Opinión

Por Daniel Aversa* 

Un pasado que es ‘Presente continuo’

Nunca voy a olvidar la mezcla de calor, sirenas y gritos del 19 y 20 de diciembre de 2001, las paredes parecían absorber el cansancio generalizado, se sentía que algo estaba por pasar. Había semanas en las que los teléfonos no paraban de sonar: compañeros suspendidos, comercios cerrando, despidos encadenados como si fueran una desgracia inevitable.

Pero aquel día la angustia se volvió ruido. Las calles empezaron a llenarse sin que nadie diera la orden. Nunca hizo falta. Recuerdo ver a familias enteras bajando a la vereda, algunas con cacerolas, otras con las llaves de su casa en la mano como si fueran armas simbólicas. Cada golpe metálico era un recordatorio de que algo se había quebrado.

Me encontré con mis compañeros frente a la sede del sindicato. A veces el silencio es la única forma de procesar un país que estalla. De ahí empezamos a caminar. En cada cuadra se sumaba alguien más.
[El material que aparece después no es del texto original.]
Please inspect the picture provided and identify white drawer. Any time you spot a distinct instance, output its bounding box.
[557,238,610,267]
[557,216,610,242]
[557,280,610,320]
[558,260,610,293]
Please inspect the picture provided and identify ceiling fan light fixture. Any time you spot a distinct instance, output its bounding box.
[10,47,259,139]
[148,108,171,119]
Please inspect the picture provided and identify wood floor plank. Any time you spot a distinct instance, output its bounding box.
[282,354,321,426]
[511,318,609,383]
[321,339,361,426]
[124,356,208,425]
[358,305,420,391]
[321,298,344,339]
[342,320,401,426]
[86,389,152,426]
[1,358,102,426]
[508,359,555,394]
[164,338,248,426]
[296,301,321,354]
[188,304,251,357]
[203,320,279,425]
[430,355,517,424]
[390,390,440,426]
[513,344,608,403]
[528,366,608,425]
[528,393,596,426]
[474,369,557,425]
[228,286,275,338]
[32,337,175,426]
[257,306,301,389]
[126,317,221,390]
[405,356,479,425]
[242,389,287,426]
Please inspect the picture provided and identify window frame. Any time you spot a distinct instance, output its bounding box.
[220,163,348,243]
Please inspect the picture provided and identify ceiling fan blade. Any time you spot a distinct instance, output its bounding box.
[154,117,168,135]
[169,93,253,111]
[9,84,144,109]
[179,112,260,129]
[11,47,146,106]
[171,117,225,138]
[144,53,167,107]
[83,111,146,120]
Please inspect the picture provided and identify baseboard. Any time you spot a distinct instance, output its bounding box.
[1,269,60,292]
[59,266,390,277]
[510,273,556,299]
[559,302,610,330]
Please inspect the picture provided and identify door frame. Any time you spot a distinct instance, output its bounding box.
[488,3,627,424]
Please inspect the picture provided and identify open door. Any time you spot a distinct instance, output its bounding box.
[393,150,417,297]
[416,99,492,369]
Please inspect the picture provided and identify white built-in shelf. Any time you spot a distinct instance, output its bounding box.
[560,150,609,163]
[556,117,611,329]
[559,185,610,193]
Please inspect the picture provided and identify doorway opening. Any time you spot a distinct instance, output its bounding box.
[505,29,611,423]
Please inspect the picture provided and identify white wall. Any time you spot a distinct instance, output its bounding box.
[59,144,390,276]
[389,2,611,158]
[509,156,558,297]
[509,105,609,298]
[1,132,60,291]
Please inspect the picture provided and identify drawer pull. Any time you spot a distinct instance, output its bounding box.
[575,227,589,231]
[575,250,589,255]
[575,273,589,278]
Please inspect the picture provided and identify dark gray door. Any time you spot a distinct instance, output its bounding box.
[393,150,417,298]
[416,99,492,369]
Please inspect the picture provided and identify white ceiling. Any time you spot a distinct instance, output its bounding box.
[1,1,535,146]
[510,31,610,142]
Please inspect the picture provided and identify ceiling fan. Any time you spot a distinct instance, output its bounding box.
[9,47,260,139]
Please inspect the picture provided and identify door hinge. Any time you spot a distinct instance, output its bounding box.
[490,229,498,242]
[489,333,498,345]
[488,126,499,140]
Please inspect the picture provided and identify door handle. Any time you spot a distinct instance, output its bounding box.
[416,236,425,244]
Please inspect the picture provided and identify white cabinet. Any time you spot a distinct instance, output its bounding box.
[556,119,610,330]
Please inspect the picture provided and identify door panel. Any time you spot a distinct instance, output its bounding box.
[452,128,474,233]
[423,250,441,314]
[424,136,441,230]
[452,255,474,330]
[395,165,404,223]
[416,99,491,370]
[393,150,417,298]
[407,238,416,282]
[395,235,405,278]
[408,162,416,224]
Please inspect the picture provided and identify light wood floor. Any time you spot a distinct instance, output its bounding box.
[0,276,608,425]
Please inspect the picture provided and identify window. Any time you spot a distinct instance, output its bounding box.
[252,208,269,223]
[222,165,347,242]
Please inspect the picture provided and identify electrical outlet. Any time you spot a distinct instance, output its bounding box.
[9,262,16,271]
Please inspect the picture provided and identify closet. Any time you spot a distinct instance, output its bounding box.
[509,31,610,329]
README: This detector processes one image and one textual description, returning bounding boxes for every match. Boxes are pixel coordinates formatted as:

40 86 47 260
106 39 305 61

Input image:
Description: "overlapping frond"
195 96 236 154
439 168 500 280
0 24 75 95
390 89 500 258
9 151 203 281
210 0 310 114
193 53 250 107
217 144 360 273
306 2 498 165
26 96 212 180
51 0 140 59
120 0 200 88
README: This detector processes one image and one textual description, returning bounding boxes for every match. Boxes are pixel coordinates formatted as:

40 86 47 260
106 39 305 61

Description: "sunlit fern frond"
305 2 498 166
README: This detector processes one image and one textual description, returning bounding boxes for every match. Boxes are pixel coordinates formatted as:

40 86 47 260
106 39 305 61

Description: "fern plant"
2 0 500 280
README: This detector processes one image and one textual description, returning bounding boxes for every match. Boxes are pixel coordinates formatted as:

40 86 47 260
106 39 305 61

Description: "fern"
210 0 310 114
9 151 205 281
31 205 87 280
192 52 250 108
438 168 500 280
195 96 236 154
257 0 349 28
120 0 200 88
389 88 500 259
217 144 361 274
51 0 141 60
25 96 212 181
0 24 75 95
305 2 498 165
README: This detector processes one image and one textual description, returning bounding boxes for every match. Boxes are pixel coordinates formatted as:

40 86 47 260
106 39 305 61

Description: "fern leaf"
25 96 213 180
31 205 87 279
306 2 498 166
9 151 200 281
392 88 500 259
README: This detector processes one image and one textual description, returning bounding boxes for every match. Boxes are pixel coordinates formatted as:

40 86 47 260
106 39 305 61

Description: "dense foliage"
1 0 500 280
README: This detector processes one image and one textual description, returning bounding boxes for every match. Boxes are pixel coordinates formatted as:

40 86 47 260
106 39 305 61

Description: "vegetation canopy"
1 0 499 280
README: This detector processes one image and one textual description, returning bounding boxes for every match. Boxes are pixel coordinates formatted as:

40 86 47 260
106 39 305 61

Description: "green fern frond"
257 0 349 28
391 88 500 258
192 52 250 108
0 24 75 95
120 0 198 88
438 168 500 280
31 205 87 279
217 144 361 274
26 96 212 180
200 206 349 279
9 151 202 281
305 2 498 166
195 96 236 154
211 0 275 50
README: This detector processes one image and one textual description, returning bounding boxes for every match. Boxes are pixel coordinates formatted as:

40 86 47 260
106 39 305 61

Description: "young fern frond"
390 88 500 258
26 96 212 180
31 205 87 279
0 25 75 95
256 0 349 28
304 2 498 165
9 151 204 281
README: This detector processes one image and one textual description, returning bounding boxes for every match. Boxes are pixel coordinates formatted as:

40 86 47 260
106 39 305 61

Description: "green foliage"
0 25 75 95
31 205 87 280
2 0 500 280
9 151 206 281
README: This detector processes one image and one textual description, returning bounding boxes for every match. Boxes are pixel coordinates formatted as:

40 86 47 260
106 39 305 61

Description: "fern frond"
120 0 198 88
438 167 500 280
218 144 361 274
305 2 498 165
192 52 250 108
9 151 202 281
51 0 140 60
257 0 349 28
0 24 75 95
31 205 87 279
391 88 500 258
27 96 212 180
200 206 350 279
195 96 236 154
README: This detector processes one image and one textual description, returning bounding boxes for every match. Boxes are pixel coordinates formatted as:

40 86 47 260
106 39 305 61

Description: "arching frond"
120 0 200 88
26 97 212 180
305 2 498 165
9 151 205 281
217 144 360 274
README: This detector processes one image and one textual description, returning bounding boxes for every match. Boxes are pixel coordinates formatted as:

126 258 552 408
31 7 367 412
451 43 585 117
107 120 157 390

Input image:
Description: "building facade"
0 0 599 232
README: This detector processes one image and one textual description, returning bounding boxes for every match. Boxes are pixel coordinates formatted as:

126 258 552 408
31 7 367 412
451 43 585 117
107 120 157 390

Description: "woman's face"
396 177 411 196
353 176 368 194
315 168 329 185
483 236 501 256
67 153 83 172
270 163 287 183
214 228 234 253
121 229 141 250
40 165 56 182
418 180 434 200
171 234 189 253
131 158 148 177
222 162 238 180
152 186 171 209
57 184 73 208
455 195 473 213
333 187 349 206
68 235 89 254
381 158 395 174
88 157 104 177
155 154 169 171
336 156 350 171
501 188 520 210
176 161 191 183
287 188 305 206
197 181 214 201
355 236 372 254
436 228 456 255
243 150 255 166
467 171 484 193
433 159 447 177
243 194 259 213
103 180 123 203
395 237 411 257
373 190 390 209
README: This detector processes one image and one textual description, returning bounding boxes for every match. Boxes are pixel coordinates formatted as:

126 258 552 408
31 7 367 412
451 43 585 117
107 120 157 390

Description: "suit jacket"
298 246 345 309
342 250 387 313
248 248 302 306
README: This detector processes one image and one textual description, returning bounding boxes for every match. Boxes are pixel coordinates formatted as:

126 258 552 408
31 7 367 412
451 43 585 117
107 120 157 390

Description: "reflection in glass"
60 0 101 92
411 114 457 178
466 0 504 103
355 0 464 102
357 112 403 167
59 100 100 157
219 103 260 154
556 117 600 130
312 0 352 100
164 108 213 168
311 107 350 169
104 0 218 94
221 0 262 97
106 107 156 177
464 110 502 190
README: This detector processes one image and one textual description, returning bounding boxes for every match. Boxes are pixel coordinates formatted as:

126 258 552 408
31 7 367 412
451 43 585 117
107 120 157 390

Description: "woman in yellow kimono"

Jubiladas con los remedios en la cartera, jóvenes que no conocían otra cosa que la precariedad, trabajadores con el guardapolvo todavía puesto. Nadie sabía exactamente qué iba a pasar, pero todos sabíamos que no podíamos seguir como estábamos.

De ese día lo que más me marcó fue la sensación de desamparo mezclada con la de potencia colectiva. Desamparo porque el corralito había dejado a miles sin ahorros, sin horizonte, sin piso. Potencia porque, aun en el caos, las y los laburantes demostramos una capacidad de organización que ninguna crisis puede borrar. Alguien armó una olla popular de la nada; otro repartió agua; una señora mayor nos pidió, con voz firme, que no nos fuéramos de la calle.

Y ahí entendí que el “que se vayan todos” no era bronca suelta: era una verdad cruda dicha desde abajo. Era el grito de un país cansado de ser gobernado desde escritorios lejanos.

Veintitantos años después, vuelvo a escuchar ciertos ruidos que no quisiera reconocer. Las asambleas que hacemos hoy tienen un tono penosamente familiar. Aparecen las mismas preguntas: “¿Cómo se llega a fin de mes?”, “¿Qué va a pasar con el laburo?”, “¿Quién piensa en nosotros?”. Son preguntas que escuché mil veces en 2001, y que pensé que no volverían a sonar con esa intensidad.

La economía vuelve a tensionarse como un alambre estirado más allá del límite. Los salarios corren detrás de los precios, la precarización se mete como humedad en cada sector, y la desigualdad se agranda sin pedir permiso. Políticamente, otra vez crece la desconfianza. La gente mira a sus representantes y parece preguntarse si realmente estamos en la misma vereda.

Hay también un intento, cada tanto sutil y cada tanto brutal, de convertir el conflicto social en un problema de “orden”. Como si el hambre necesitara patrulleros y no trabajo digno. Como si la protesta fuera un estorbo y no un termómetro.

Cuando camino por los mismos barrios donde milité en 2001 veo algo que no estaba entonces: memoria. La gente recuerda. Los sindicatos recordamos. Los movimientos sociales aprendieron a hacerse fuertes donde antes solo sobrevivían. Y el movimiento feminista, que hoy atraviesa todo, enseña nuevas formas de cuidarnos y organizarnos.

No todo está perdido. Pero sí está en juego.

A veces pienso que el 2001 no terminó de pasar del todo; que quedó latiendo bajo la superficie, esperando que aprendamos su lección. Y la lección es clara: cuando un modelo económico expulsa, cuando la política se encierra, cuando la dignidad se vuelve un lujo, la sociedad responde. Y responde con la fuerza de quienes no tienen nada más que perder.

Hoy no estamos en aquel límite, pero tampoco estamos tan lejos como quisiéramos. Lo sabemos quienes caminamos las calles y escuchamos en cada asamblea esas voces que no salen en los diarios, pero que dicen más que cualquier editorial.

No escribo esto para sembrar miedo. Lo escribo porque sé —porque vivimos— que un país no se sostiene con discursos grandilocuentes ni con ajustes que siempre caen sobre los mismos hombros. Un país se sostiene con trabajo, con justicia social y con una política que mire a los ojos y escuche.

Si hay algo que aprendimos en el 2001 es que la dignidad no se negocia. Y que cuando el pueblo argentino se cansa, habla. Y cuando habla, cambia la historia.

Ese es el mensaje que no deberíamos olvidar. Hoy, más que nunca.

Que el 2026 nos encuentre en la lucha por la dignidad de las y los trabajadores, por nuestros jubilados, por tantos pibes que merecen un futuro mejor y por toda las luchas que nos antecedieron, que no fueron en vano, que hacen que hoy tengamos tanto en juego para defender.